Employers, if you have two or more employees performing the same or similar role and you are considering making redundancies, it is not simply a case of “picking and choosing” which employee you wish to make redundant. You must ensure you have clear selection criteria in place and be able to ensure you can justify why you selected one employee over another.

The April case of A Sales Manager v An Employer ADJ00018415 deals with the issue of fair selection where a sales manager argued that he was unfairly dismissed as a result of being unfairly selected for redundancy as well as other procedural issue. This case also considered the case of Williams –v- Comp Air (1982) 1 ICR 156 where Justice Browne-Wilkinson, in considering the issue of fair selection, identified the following as generally accepted principles governing how reasonable employers will typically act in a redundancy situation, namely:

 

1. The employer will seek to give as much warning as possible of impending redundancies so as to enable the union and employees who may be affected to take early steps to inform themselves of the relevant facts, consider possible alternative solutions and, if necessary, find alternative employment in the undertaking or elsewhere.

 

2. The employer will consult the union as to the best means by which the desired management result can be achieved fairly and with as little hardship to the employees as possible. In particular, the employer will seek to agree with the union the criteria to be applied in selecting the employees to be made redundant. When a selection has been made, the employer will consider with the union whether the selection has been made in accordance with those criteria.

 

3. Whether or not an agreement as to the criteria to be adopted has been agreed with the union, the employer will seek to establish criteria for selection which so far as possible do not depend solely upon the opinion of the person making the selection but can be objectively checked against such things as attendance record, efficiency at the job, experience, or length of service.

 

4. The employer will seek to ensure that the selection is made fairly in accordance with these criteria and will consider any representations the union may make as to such selection.

 

5. The employer will seek to see whether instead of dismissing an employee he could offer him alternative employment.

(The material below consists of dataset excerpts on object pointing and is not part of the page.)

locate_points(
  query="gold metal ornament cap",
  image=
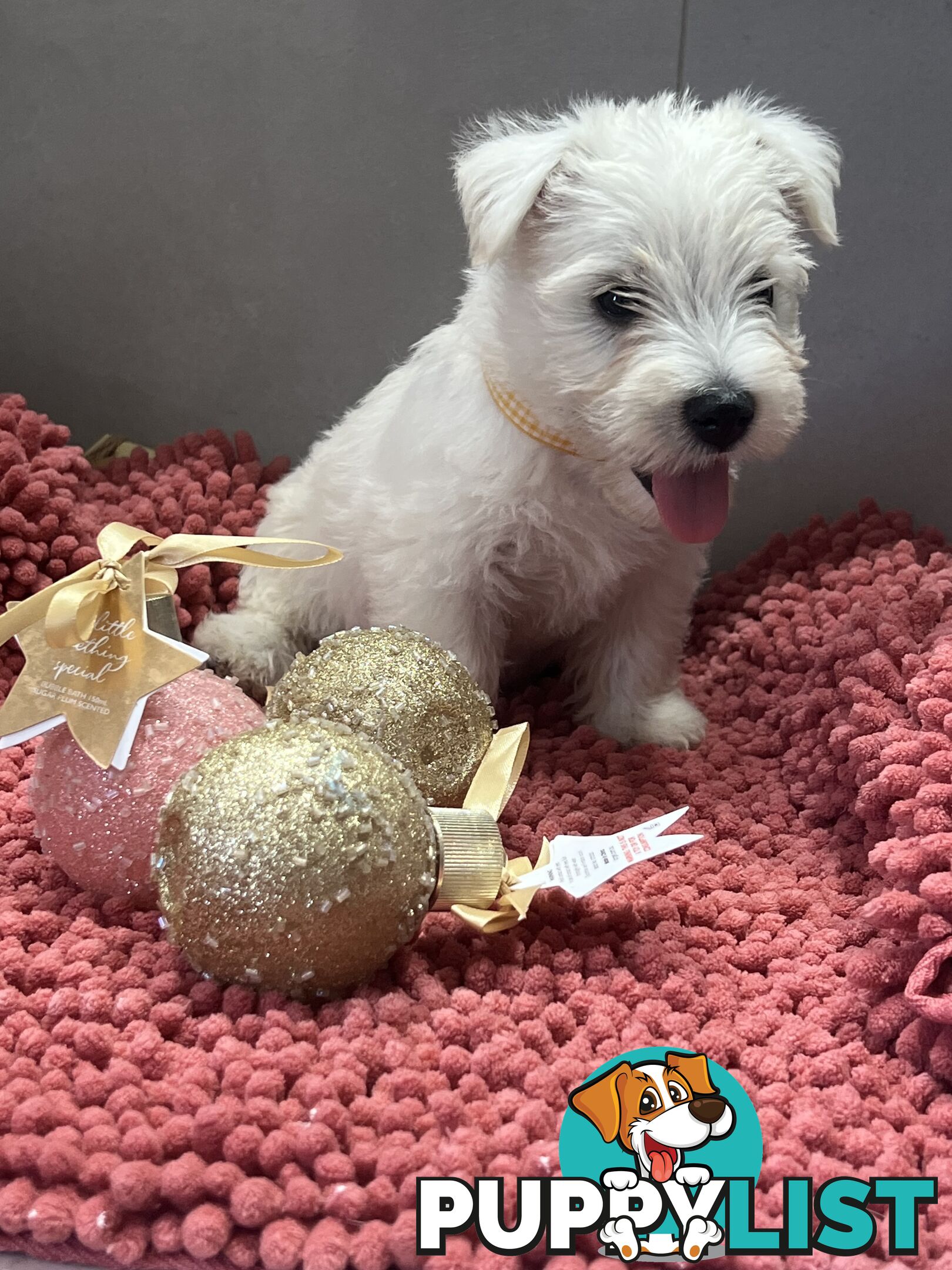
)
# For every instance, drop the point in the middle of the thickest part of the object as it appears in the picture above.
(403, 691)
(160, 615)
(471, 859)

The cases of Boucher –v- Irish Productivity Centre (1994) ELR 2005, Mulligan –v- J2 Global (Ireland) Ltd (UD/993/2009) and JVC Europe v Panasi (2011) IEHC 279 were also considered by the Workplace Relations Commission.

Conclusion

In this case the Workplace Relations Commission determined that the sales manager had been unfairly dismissed and was also entitled to his bonus payment. The Adjudicator stated:

“I have further noted   the Respondent Company did not provide any or adequate evidence in relation to any redundancy procedures and whether there was any appeal procedure available. Further, there was a less or no adequate explanation and an absence of transparency with respect to any criteria or matrix for selection for redundancy.

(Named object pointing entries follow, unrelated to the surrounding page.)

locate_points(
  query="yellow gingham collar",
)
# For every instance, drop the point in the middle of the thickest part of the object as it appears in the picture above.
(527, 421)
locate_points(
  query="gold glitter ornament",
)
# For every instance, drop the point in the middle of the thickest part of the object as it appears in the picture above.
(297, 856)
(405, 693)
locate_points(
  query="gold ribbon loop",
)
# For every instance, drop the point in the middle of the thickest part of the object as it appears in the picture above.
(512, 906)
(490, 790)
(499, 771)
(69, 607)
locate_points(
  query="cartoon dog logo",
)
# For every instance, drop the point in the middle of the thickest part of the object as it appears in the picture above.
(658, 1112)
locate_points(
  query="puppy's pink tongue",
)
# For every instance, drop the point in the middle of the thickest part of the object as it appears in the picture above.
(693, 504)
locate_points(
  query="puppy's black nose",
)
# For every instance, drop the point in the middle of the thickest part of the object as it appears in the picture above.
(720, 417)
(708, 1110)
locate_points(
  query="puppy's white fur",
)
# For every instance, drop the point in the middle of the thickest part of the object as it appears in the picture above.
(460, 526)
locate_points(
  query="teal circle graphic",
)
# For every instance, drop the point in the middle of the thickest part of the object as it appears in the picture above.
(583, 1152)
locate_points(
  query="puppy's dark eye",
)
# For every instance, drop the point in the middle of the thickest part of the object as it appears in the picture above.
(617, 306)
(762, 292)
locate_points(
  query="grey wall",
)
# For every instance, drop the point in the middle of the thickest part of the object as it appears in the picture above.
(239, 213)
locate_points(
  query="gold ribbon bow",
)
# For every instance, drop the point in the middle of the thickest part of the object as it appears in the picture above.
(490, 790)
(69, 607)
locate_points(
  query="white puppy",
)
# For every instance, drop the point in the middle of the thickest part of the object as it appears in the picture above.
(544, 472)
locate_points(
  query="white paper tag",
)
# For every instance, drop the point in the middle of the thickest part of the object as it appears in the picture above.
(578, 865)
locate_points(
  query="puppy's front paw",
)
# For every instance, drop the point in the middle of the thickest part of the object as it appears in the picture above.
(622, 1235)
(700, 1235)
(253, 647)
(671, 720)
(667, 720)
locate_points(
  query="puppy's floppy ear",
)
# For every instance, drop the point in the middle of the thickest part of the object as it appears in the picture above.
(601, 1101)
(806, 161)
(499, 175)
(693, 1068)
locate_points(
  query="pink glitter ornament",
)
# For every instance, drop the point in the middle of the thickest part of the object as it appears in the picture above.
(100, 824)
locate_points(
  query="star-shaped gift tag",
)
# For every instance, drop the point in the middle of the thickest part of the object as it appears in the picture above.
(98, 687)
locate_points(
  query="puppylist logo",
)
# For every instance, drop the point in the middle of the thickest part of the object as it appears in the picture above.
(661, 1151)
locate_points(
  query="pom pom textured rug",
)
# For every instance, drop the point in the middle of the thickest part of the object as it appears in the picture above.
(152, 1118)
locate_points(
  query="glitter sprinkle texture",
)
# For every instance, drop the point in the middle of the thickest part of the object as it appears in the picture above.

Accordingly, I have concluded that the claimant was unfairly selected for redundancy and consequently I am upholding his complaint of unfair dismissal”.

The issue of redundancy is unfortunately becoming more topical in light of #covid-19. To avoid claims for unfair dismissal and other related claims, employers must ensure they follow proper and fair procedure and ensure they have the correct steps in place before they even consider making an employee redundant.